BACKGROUND/AIM: Coronary artery disease (CAD) is a chronic inflammatory disease seen as formation of atherosclerotic plaques (atheroma) in coronary arteries. Recent published papers show that DNA damage and repair mechanisms play a crucial role on the development and severity of atheromas. In this study, we investigated nucleotide excision repair (NER) pathway-related gene polymorphisms in atherosclerosis. XPD, encoded by ERCC2 gene, is an ATP-depended helicase enzyme involved in the NER pathway. Ribonucleotide reductase (RR) is a tetra meric enzyme, synthesizing deoxyribonucleotides from ribonucleotides for DNA synthesis. RR is encoded by the RRM1 and RRM2 genes, which are two subunits of RR enzyme. MATERIALS AND METHODS: DNA samples isolated from peripheral blood were genotyped with real-time polymerase chain reaction (RT-PCR) for RRM1 (rs12806698), RRM2(rs6859180) and ERCC2 (rs13181) genes.

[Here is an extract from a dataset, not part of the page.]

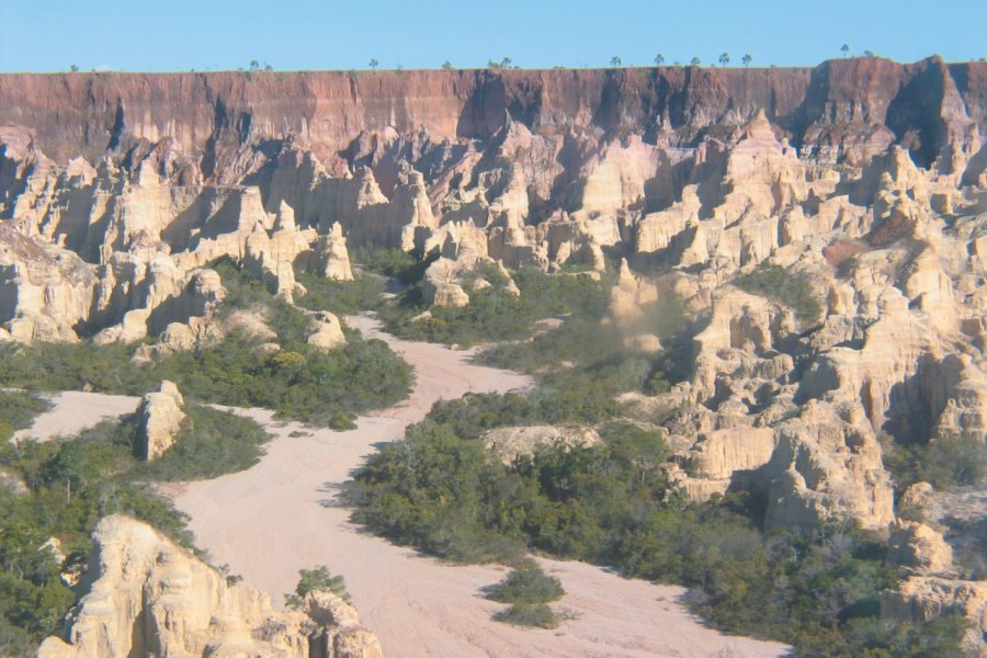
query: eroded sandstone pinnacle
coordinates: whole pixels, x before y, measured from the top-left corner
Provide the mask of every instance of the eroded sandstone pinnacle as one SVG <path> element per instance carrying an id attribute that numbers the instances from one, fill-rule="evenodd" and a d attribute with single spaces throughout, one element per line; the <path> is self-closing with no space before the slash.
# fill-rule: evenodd
<path id="1" fill-rule="evenodd" d="M 881 438 L 987 439 L 985 135 L 987 64 L 939 58 L 0 76 L 0 339 L 148 340 L 150 362 L 269 336 L 215 317 L 223 258 L 293 300 L 296 272 L 351 279 L 351 248 L 415 249 L 436 257 L 426 300 L 463 306 L 490 272 L 517 293 L 513 269 L 614 257 L 612 321 L 662 295 L 697 318 L 685 375 L 634 400 L 678 410 L 684 491 L 764 492 L 768 525 L 893 530 L 895 560 L 949 579 L 939 531 L 896 524 Z M 739 290 L 762 265 L 814 304 Z M 342 344 L 318 319 L 308 340 Z M 929 582 L 901 597 L 945 591 Z"/>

RESULTS: The frequency of the RRM1 AC heterozygote genotype was found to be significantly lower (odds ratio (OR)=0.369, 95% confidence interval (CI)=0.179-0.760; p=0.006), whereas the CC homozygote genotype was found to be significantly higher in patients compared to controls (OR=7.636, 95% CI=2.747-21.229; p=0.000). In addition, the RRM1 A allele was higher in control group (p=0.000, OR=0.131 95%CI=0.047-0.364). For the ERCC2 gene, GG genotype was significantly higher in control group (p=0.017, OR=0.387, 95%CI=0.175-0.152) and TT genotype (p=0.021) was higher in CAD group. TT genotype had a ~3-fold increased risk (OR=3.615, 95%CI=1.148-11.380) for CAD. Carrying T allele appears to be a risk factor for CAD (p=0.017, OR=2.586, 95%CI=1.173-5.699), while the G allele might be a risk-reducing factor (p=0.021, OR=0.277, 95%CI=0.088-0.871) for CAD. CONCLUSION:RRM1 and ERCC gene polymorphisms, having homozygous mutant genotype, might be a risk factor for CAD. RRM1 and ERCC wild type alleles are risk-reducing factor for CAD. Also, carrying RRM1 A allele might have a protective effect for smokers.